Direct access to all doc_ids

allenai / ir_datasets

Provides a common interface to many IR ranking datasets.

https://ir-datasets.com/

Apache License 2.0

309 stars 42 forks source link

Direct access to all doc_ids #184

Open ArthurCamara opened 2 years ago

ArthurCamara commented 2 years ago

This is something I was expecting to be quite straightforward (or at least better documented in the API) but it doesn't seem to be. Say I want to gather all doc_ids from a given corpus (for instance, if I want to use a random negative sampler on run time). Currently, this is what I do:

data = ir_datasets.load("msmarco-document/train")
all_doc_ids = list(data.docs._handler.docs_store().lookup.idx())

which is fine, but, from what I can get, this triggers an iteration over all docs in the collection (and is also not very intuitive).

Is there a better way to achieve this?

seanmacavaney commented 2 years ago

The easiest way to load all doc_ids is:

data = ir_datasets.load("msmarco-document/train")
all_doc_ids = [d.doc_id for d in data.docs]

But, as you say, this iterates over all documents.

I think it would be straightforward enough to add a new API for iterating over just the document IDs, if you think it would be valuable. Maybe exposed as something like: data.docs.doc_ids.

But.... For your particular use case, I think you may not actually need the doc_ids themselves. You can just sample by index instead of by doc_id, eliminating the need for loading doc_ids at all. For instance, you could do:

num_docs = len(data.docs)
idx = random.randrange(num_docs)
data.docs[idx]

Lookups by index are fast (especially on SSD) and do not load corpus into memory, once a docstore is built (which it does automatically, and is needed anyway for lookups by doc_id).

ArthurCamara commented 2 years ago

Ok, this also works, iterating by the index of the document!

As for

all_doc_ids = [d.doc_id for d in data.docs]

versus

all_doc_ids = list(data.docs._handler.docs_store().lookup.idx())

The second one seems slightly faster (could be because I was trying the first one before, and I had a tqdm for loop encapsulating it that could be adding some bottleneck).

As for including the API, yes, that shouldn't be very hard. I can do it early next week, if that's ok.

seanmacavaney commented 2 years ago

Great, glad the lookups by index work for what you need!

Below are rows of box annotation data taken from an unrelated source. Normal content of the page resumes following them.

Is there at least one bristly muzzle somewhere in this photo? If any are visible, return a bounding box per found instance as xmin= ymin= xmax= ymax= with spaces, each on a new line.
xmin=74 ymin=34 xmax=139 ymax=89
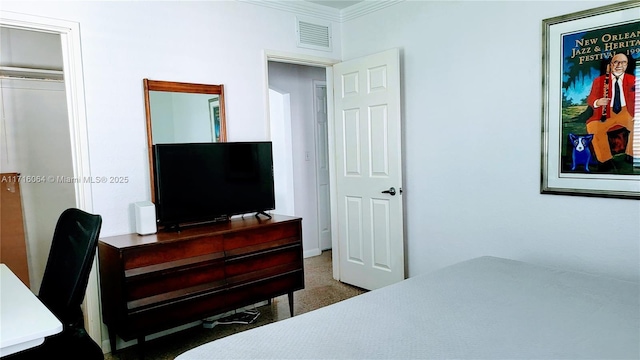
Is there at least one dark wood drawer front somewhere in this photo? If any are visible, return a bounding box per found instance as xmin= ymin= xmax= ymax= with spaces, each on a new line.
xmin=224 ymin=223 xmax=301 ymax=251
xmin=127 ymin=290 xmax=228 ymax=334
xmin=126 ymin=260 xmax=225 ymax=301
xmin=226 ymin=270 xmax=304 ymax=306
xmin=225 ymin=244 xmax=302 ymax=277
xmin=124 ymin=236 xmax=223 ymax=270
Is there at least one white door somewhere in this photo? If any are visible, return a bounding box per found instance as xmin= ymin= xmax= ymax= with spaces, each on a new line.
xmin=313 ymin=81 xmax=331 ymax=250
xmin=333 ymin=49 xmax=404 ymax=290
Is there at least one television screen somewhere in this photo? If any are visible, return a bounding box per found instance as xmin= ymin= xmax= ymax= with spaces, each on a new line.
xmin=154 ymin=142 xmax=275 ymax=226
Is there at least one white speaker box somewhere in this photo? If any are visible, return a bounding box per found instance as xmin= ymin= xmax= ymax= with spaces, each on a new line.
xmin=133 ymin=201 xmax=158 ymax=235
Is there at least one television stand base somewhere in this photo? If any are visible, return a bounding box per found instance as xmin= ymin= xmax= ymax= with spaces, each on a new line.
xmin=255 ymin=211 xmax=271 ymax=219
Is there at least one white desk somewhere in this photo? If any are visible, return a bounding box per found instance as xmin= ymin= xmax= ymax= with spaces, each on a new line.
xmin=0 ymin=264 xmax=62 ymax=356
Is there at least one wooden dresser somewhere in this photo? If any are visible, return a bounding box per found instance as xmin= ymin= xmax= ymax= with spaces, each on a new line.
xmin=98 ymin=215 xmax=304 ymax=351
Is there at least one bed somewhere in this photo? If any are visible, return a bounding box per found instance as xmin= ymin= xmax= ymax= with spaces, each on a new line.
xmin=176 ymin=257 xmax=640 ymax=360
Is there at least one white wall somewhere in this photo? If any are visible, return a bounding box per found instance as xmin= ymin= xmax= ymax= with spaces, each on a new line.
xmin=2 ymin=1 xmax=341 ymax=236
xmin=342 ymin=1 xmax=640 ymax=281
xmin=269 ymin=62 xmax=326 ymax=256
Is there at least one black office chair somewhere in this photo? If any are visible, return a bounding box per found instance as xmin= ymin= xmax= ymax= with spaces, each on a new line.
xmin=3 ymin=209 xmax=104 ymax=360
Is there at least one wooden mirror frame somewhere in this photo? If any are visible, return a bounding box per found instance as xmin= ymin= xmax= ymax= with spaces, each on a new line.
xmin=142 ymin=79 xmax=227 ymax=203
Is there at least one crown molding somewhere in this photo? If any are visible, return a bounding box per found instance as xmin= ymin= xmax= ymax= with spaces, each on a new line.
xmin=340 ymin=0 xmax=405 ymax=22
xmin=239 ymin=0 xmax=405 ymax=23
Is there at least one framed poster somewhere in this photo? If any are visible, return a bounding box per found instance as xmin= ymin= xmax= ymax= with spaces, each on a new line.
xmin=541 ymin=1 xmax=640 ymax=199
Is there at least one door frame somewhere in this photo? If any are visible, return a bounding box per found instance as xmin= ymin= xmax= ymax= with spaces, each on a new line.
xmin=313 ymin=79 xmax=333 ymax=252
xmin=264 ymin=50 xmax=342 ymax=280
xmin=0 ymin=11 xmax=102 ymax=344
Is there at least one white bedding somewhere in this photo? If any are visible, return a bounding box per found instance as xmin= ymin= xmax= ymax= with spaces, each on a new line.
xmin=176 ymin=257 xmax=640 ymax=360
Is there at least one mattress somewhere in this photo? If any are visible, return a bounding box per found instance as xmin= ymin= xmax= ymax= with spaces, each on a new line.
xmin=176 ymin=257 xmax=640 ymax=360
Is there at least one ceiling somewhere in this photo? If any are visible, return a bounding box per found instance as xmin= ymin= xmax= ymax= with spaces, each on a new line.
xmin=306 ymin=0 xmax=363 ymax=10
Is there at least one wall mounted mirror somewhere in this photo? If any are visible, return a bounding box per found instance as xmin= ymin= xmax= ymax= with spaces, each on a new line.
xmin=143 ymin=79 xmax=227 ymax=202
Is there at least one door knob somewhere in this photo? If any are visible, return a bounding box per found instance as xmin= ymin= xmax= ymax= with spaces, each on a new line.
xmin=382 ymin=187 xmax=396 ymax=196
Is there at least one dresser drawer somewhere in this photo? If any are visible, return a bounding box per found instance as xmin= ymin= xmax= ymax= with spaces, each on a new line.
xmin=125 ymin=258 xmax=225 ymax=301
xmin=225 ymin=243 xmax=302 ymax=277
xmin=224 ymin=223 xmax=302 ymax=251
xmin=123 ymin=236 xmax=224 ymax=270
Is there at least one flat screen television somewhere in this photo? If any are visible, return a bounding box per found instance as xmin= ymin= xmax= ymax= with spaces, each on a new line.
xmin=153 ymin=141 xmax=275 ymax=227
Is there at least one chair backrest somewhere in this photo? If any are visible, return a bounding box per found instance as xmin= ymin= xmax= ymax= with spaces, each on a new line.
xmin=38 ymin=205 xmax=102 ymax=327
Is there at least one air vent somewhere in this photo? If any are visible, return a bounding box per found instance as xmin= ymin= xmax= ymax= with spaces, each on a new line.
xmin=296 ymin=19 xmax=331 ymax=51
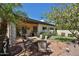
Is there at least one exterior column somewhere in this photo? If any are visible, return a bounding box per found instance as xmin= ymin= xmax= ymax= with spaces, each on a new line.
xmin=7 ymin=23 xmax=16 ymax=47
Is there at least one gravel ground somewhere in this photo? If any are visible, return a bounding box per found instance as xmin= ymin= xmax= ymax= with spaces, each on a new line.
xmin=14 ymin=39 xmax=79 ymax=56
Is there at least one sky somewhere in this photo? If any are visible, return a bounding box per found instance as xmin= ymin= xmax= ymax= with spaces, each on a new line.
xmin=19 ymin=3 xmax=60 ymax=20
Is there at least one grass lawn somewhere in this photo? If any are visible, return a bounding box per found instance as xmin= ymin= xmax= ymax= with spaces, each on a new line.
xmin=50 ymin=36 xmax=76 ymax=42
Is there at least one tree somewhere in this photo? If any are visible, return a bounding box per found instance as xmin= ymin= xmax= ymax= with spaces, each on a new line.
xmin=46 ymin=4 xmax=79 ymax=39
xmin=0 ymin=3 xmax=26 ymax=52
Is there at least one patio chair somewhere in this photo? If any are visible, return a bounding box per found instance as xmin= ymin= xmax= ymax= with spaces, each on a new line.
xmin=38 ymin=40 xmax=52 ymax=55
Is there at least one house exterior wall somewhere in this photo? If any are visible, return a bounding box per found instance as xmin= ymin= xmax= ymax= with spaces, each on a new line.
xmin=57 ymin=30 xmax=72 ymax=36
xmin=37 ymin=24 xmax=54 ymax=34
xmin=18 ymin=21 xmax=38 ymax=35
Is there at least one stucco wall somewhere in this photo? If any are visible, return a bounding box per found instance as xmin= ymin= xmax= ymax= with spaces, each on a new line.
xmin=38 ymin=24 xmax=54 ymax=34
xmin=57 ymin=30 xmax=71 ymax=36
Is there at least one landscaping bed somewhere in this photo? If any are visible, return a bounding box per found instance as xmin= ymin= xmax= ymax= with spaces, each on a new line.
xmin=50 ymin=36 xmax=76 ymax=42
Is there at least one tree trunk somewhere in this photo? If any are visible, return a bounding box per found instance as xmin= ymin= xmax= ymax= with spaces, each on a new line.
xmin=0 ymin=21 xmax=7 ymax=53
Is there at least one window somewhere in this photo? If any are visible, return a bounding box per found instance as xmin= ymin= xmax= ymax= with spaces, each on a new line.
xmin=61 ymin=32 xmax=65 ymax=36
xmin=50 ymin=28 xmax=54 ymax=30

I think the risk of doing:

all_doc_ids = list(data.docs._handler.docs_store().lookup.idx())

is that it's sorted (lexically) by docid, enabling lookups. So the indices will not necessarily align, which users may expect. Maybe this is alright, but we probably want to think a bit more of the design here before pushing this through.

Not all datasets use a lz4docstore (e.g., the ClueWebs) because we don't want to make a copy of huge corpora. So some consideration of these cases should be made.

seanmacavaney commented 1 year ago

Hey @ArthurCamara -- quick update on this. Over the past few months I've been working on an alternative file format to facilitate doc_id->idx and idx->doc_id lookups, iteration over doc_ids, etc. It also aims to ditch the searchsorted approach for doc_id->idx lookups in favor of an on-disk hash table, since the former requires doc_ids to be padded to the same length (adding considerable size to some lookups) and has an unfavourable access pattern on disk, which makes it a bit slow until everything is loaded into the cache.

Not sure when it'll be ready for primetime, but just letting you know that a solution to this is in the works.

ArthurCamara commented 1 year ago

That sounds awesome, @seanmacavaney. Thanks for letting me know!